4. Il résulte de ce qui précède, sans qu'il soit besoin de se prononcer sur les autres moyens de la requête, que M. B est fondé à demander l'annulation de la décision du 15 novembre 2022 par laquelle la préfète de la Loire l'a obligé à quitter le territoire français ainsi que, par voie de conséquence, la décision fixant le délai de départ volontaire à trente jours et fixant le pays de destination.

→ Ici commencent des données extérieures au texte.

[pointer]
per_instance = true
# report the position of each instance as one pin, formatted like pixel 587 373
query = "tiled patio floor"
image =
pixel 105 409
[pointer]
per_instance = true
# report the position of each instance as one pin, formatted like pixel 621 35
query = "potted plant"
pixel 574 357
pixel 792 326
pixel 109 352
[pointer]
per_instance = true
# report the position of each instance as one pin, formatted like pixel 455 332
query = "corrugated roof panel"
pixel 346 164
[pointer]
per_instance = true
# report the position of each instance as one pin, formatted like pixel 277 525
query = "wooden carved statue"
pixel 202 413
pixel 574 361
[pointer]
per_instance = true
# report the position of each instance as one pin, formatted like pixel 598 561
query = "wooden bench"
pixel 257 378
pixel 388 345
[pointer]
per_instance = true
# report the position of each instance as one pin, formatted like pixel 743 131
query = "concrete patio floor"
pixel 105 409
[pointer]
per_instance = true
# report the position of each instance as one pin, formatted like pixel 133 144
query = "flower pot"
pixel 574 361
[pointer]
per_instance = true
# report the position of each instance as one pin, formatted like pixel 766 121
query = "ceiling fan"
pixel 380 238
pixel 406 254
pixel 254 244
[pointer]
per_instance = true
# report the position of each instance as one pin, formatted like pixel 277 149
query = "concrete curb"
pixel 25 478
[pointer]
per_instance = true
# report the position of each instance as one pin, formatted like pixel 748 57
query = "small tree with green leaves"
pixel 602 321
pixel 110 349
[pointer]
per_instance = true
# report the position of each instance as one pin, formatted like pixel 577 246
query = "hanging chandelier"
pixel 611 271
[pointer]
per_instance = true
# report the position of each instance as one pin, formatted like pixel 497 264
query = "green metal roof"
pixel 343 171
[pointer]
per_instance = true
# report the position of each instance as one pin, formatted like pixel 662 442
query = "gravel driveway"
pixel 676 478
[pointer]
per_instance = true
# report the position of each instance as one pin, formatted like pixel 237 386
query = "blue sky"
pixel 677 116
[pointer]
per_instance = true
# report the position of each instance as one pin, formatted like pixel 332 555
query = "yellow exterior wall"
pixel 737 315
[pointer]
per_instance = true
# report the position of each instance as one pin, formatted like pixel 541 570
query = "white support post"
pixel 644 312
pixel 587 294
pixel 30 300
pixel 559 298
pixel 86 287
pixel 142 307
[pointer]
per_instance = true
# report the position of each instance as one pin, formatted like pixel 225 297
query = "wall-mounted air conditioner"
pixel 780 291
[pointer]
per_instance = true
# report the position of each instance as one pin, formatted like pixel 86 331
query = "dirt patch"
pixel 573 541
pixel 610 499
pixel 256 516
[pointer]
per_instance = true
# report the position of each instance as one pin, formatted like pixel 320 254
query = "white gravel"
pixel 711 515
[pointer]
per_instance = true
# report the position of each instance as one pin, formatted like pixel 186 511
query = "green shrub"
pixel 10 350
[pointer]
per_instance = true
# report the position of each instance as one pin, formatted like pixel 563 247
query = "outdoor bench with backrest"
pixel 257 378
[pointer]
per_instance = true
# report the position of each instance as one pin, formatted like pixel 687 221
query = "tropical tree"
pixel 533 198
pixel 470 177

Sur les conclusions aux fins d'injonction et d'astreinte :

5. Aux termes de l'article L. 614-16 du code de l'entrée et du séjour des étrangers et du droit d'asile : " Si la décision portant obligation de quitter le territoire français est annulée, il est immédiatement mis fin aux mesures de surveillance prévues aux articles L. 721-6, L. 721-7, L. 731-1, L. 731-3, L. 741-1 et L. 743-13, et l'étranger est muni d'une autorisation provisoire de séjour jusqu'à ce que l'autorité administrative ait à nouveau statué sur son cas. ".

6. Le présent jugement, qui annule la décision portant obligation de quitter le territoire français, implique seulement que l'autorité administrative réexamine la situation de M. B et lui délivre une autorisation provisoire de séjour. Il y a par suite lieu d'enjoindre à la préfète de la Loire de réexaminer la situation de M. B dans un délai de deux mois à compter de la notification du présent jugement et dans l'attente de lui délivrer une autorisation provisoire de séjour dans un délai de quinze jours à compter de la notification du présent jugement. Il n'y a en revanche pas lieu, dans les circonstances de l'espèce, d'assortir cette injonction d'une astreinte.

Sur les frais liés au litige :

7. Il y a lieu, dans les circonstances de l'espèce, de mettre à la charge de l'Etat le versement à M. B d'une somme de 1 000 euros au titre de l'article L. 761-1 du code de justice administrative.

D E C I D E :

Article 1er : L'arrêté du 15 novembre 2022 par lequel la préfète de la Loire a obligé M. B à quitter le territoire français, lui a accordé un délai de départ volontaire de trente jours et a fixé le pays de destination est annulé.

Article 2 : Il est enjoint à la préfète de la Loire de réexaminer la situation de M. B dans un délai de deux mois à compter de la notification du présent jugement et de lui délivrer dans l'attente une autorisation provisoire de séjour dans un délai de quinze jours à compter de la notification du présent jugement

Article 3 : L'Etat versera à M. B une somme de 1 000 euros au titre de l'article L. 761-1 du code de justice administrative.

Article 4 : Les conclusions de la requête de M. B sont rejetées pour le surplus.

Article 5 : Le présent jugement sera notifié à M. A B et à la préfète de la Loire.

Rendu public par mise à disposition au greffe le 26 janvier 2023.

La magistrate désignée,

E. Reniez

La greffière,

C. Réveillé

La République mande et ordonne à la préfète de la Loire en ce qui la concerne ou à tous commissaires de justice à ce requis en ce qui concerne les voies de droit commun contre les parties privées, de pourvoir à l'exécution de la présente décision.